Entrepreneurship ‘must be normalised’
A former Skyscanner chief has argued that Scotland must normalise entrepreneurship in society and throughout the education system if the country is to achieve greater startup and scale-up success.
Mark Logan, former chief operating officer at the Edinburgh-founded flight and travel search business, was appointed by the Scottish Government as the country’s first chief entrepreneur this year.
Addressing the annual EIE22 tech investor conference, Logan said that while he believes entrepreneurial potential is “latent in us all”, a more “systems-based approach” is required. He believes the roll-out of Tech Scaler hubs in seven locations across Scotland is a key component of that approach.
On the subject of higher education, Logan argued that while Scotland’s universities are world-class in teaching and research, they need to do better at entrepreneurship to “complete the triangle”. He also expressed his belief that by co-locating industry sectors like life sciences and creative industries with interneteconomy technology companies, greater scale-up success will follow.
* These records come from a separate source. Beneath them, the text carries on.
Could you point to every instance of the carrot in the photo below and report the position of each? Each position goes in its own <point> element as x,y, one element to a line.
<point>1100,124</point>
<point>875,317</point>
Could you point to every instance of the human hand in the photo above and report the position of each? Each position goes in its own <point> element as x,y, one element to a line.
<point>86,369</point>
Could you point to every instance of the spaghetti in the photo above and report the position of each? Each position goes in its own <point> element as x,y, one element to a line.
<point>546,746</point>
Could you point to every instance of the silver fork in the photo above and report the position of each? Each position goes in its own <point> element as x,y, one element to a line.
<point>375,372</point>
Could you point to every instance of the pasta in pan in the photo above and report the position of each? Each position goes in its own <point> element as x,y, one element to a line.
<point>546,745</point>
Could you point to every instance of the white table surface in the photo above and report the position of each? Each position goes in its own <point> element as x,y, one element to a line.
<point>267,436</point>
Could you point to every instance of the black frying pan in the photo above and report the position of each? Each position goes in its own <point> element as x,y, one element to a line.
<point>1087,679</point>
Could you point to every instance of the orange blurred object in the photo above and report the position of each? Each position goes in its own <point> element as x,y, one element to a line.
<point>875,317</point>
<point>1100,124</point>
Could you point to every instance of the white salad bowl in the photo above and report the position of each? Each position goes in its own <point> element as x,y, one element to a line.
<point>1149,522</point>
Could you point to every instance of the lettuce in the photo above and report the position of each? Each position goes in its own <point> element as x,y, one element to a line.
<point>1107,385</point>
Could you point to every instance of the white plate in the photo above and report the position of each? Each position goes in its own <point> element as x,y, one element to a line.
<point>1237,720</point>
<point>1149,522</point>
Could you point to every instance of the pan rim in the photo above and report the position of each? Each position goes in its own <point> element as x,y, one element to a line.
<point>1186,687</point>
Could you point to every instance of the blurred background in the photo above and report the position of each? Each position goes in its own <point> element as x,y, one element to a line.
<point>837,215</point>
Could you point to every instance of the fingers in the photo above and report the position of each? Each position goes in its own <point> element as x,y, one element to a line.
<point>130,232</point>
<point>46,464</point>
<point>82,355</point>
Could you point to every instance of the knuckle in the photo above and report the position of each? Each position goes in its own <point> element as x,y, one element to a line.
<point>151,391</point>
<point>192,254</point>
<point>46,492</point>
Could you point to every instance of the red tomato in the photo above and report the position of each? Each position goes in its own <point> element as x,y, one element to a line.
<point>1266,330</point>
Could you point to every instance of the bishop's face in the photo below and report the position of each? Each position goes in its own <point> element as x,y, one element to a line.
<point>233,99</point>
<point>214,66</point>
Logan and Scottish Enterprise’s chief executive Adrian Gillespie, who spoke later in the conference, concurred on the importance of securing more international investment into the Scottish start-up scene, something both admitted was high on the agenda at governmental level.
Entrepreneur and investor Ana Stewart, chair of the Women in Enterprise Review, repeated her belief that Scotland can bring about transformative change when it comes to moving the dial on gender imbalance.